Rematerialized layer’s call method.

sample(batch_shape: tuple[int, ...], conditions: Tensor = None, **kwargs) Tensor#
save_own_variables(store)#

Saves the state of the layer.

You can override this method to take full control of how the state of the layer is saved upon calling model.save().

Args:

store: Dict where the state of the model will be saved.

set_weights(weights)#

Sets the values of layer.weights from a list of NumPy arrays.

stateless_call(trainable_variables, non_trainable_variables, *args, return_losses=False, **kwargs)#

Call the layer without any side effects.

Args:

trainable_variables: List of trainable variables of the model. non_trainable_variables: List of non-trainable variables of the

model.

*args: Positional arguments to be passed to call(). return_losses: If True, stateless_call() will return the list of

losses created during call() as part of its return values.

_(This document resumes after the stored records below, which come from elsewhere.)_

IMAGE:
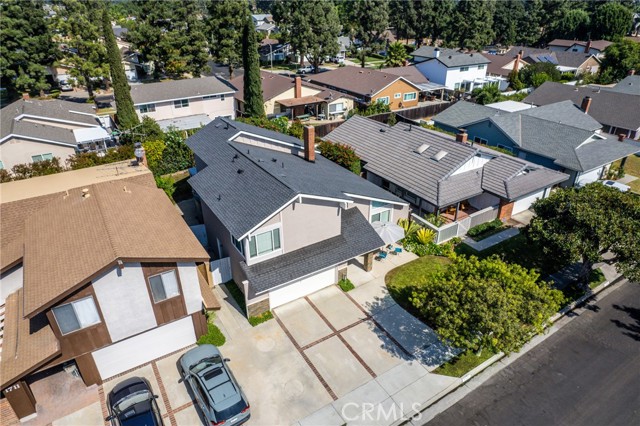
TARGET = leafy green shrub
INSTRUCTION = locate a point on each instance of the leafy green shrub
(213, 337)
(342, 155)
(485, 227)
(346, 285)
(259, 319)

**kwargs: Keyword arguments to be passed to call().

Returns:
A tuple. By default, returns (outputs, non_trainable_variables).

If return_losses = True, then returns (outputs, non_trainable_variables, losses).

Note: non_trainable_variables include not only non-trainable weights such as BatchNormalization statistics, but also RNG seed state (if there are any random operations part of the layer, such as dropout), and Metric state (if there are any metrics attached to the layer). These are all elements of state of the layer.

Example:

model = ...
data = ...
trainable_variables = model.trainable_variables
non_trainable_variables = model.non_trainable_variables
# Call the model with zero side effects
outputs, non_trainable_variables = model.stateless_call(
    trainable_variables,
    non_trainable_variables,
    data,
)
# Attach the updated state to the model
# (until you do this, the model is still in its pre-call state).
for ref_var, value in zip(
    model.non_trainable_variables, non_trainable_variables
):
    ref_var.assign(value)
property supports_masking#

Whether this layer supports computing a mask using compute_mask.

symbolic_call(*args, **kwargs)#
property trainable#

Settable boolean, whether this layer should be trainable or not.

property trainable_variables#

List of all trainable layer state.

This is equivalent to layer.trainable_weights.

property trainable_weights#

List of all trainable weight variables of the layer.

These are the weights that get updated by the optimizer during training.

property variable_dtype#

The dtype of the state (weights) of the layer.

property variables#

List of all layer state, including random seeds.

This extends layer.weights to include all state used by the layer including `SeedGenerator`s.

Note that metrics variables are not included here, use metrics_variables to visit all the metric variables.

property weights#

List of all weight variables of the layer.

Unlike, layer.variables this excludes metric state and random seeds.